Fingert wins Glaucoma Research Foundation Grant
Friday, February 08, 2013
The Glaucoma Research Foundation has awarded Dr. Fingert a $40,000 Shaffer Grant for his application entitled "Molecular genetic study of normal tension glaucoma using transgenic mice". He and his collaborators at the University of Iowa (Drs. Arlene Drack and Wallace LM Alward) will use these funds to investigate the mechanisms by which defects in the TBK1 gene lead to optic nerve disease and glaucoma with transgenic mice." The abstract describing this research is listed below.
Vision loss and blindness due to glaucoma is a significant public health problem. However, many of the specific steps in the biological pathway that lead to central features of glaucoma (optic nerve damage and resulting visual field loss) are not well known, and this has hindered efforts for early detection and treatment of this condition. Consequently, there is a critical need to clarify the mechanism of disease for glaucoma at the molecular level. We recently identified a new glaucoma gene, TANK binding kinase 1 (TBK1). We discovered that copy number variations (duplications) of TBK1 are associated with cases of normal tension glaucoma (NTG) that occur in African American, Caucasian, and Asian patients. This discovery has helped to define autophagy as a central process in NTG pathogenesis.
Autophagy is a cellular process that recycles damaged organelles and proteins that, when out of balance, can lead to cell death. Prior studies have shown that autophagy is involved in retinal ganglion cell death. Our discovery that TBK1 is an NTG gene provides additional evidence that autophagy has an important role in the pathogenesis of NTG. TBK1 and two other genes that are associated with NTG, optineurin and Toll-like receptor 4, encode proteins that have essential functions in autophagy. These data further suggest that autophagy is a key process in the pathogenesis of glaucoma.
The goal of this proposal is to extend our discovery that duplication of TBK1 causes NTG by investigating the mechanism by which defects in this gene and autophagy regulation may lead to glaucoma using transgenic mice.
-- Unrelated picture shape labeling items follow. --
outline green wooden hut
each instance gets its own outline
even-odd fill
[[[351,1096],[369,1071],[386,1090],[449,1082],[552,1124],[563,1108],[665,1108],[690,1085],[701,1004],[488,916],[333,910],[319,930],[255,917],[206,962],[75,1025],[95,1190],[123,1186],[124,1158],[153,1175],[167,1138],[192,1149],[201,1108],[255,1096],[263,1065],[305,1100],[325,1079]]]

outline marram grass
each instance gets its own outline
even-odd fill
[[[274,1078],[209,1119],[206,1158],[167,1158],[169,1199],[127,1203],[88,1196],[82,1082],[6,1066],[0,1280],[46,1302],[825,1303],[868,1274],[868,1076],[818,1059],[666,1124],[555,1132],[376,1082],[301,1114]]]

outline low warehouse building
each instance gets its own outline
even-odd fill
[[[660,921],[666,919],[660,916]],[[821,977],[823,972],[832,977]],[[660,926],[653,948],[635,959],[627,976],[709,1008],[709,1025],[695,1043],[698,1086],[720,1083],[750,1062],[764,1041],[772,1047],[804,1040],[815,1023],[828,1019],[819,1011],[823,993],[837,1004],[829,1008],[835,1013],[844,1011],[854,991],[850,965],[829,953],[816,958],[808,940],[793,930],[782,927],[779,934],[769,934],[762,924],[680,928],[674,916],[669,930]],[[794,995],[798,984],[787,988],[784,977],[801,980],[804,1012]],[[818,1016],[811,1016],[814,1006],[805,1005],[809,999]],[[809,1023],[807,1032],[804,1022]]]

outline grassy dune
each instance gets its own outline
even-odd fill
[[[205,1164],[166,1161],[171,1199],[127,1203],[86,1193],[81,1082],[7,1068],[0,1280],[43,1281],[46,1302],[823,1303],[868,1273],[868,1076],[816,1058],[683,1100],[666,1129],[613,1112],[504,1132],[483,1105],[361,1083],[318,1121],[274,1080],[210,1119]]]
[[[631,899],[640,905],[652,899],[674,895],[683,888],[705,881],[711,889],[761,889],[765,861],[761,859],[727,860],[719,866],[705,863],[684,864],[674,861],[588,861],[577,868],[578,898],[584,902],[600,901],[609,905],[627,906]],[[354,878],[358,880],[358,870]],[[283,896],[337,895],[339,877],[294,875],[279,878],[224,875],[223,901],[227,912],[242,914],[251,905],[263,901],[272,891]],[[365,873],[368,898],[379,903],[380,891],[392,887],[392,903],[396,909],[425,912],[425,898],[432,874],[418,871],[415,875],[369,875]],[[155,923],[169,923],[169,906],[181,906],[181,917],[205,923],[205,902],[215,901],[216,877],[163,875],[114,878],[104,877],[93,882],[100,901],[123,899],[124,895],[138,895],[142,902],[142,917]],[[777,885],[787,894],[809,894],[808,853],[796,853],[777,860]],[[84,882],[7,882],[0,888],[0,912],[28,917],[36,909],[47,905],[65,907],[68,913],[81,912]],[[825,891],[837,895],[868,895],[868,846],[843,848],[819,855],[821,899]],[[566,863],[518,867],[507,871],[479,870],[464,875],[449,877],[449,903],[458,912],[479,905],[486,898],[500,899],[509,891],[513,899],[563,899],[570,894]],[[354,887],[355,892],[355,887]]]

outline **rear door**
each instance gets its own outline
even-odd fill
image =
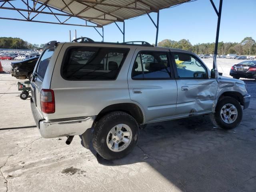
[[[40,93],[42,90],[42,85],[49,62],[54,50],[54,48],[46,49],[39,58],[40,60],[38,62],[37,66],[35,70],[34,70],[34,75],[31,83],[31,93],[33,101],[40,111]]]
[[[218,84],[209,77],[207,68],[197,57],[184,53],[172,53],[176,68],[177,115],[211,111]]]
[[[128,74],[131,100],[143,107],[147,122],[171,117],[176,109],[177,84],[170,52],[158,50],[136,49]]]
We have shown that TBK1 is specifically expressed in human retinal ganglion cells.
- We have shown that duplication of TBK1 in NTG patients leads to increase TBK1transcription. Our data suggest that overexpression of TBK1 leads to retinal ganglion cell death in NTG.
- We have reagents to produce transgenic mice in which TBK1 is overexpressed in retinal ganglion cells to recapitulate TBK1-associated human NTG. We have AAV2 virus in hand (with beta actin promoter and the human TBK1 cDNA) prepared by Dr. Hauswirth.
- We have extensive experience using viral vectors to generate mouse models of human ocular disease.
Specific Aim 1. Generate and characterize a transgenic mouse model of NTG with intravitreal injection of AAV2-TBK1. After injections, we will assess mice for signs of glaucomatous optic neuropathy with non-invasive methods (OCT imaging and photography) and histological methods (retinal ganglion cell counts, optic nerve axon counts, retinal nerve fiber thickness assessment, TUNEL assays, and immunolabeling of molecular makers of autophagy).
Significance. We will elucidate the mechanism of disease in one form of NTG. These studies may provide new insights into the basic biology of pressure-independent forms of glaucoma which may lead to novel therapies for NTG patients.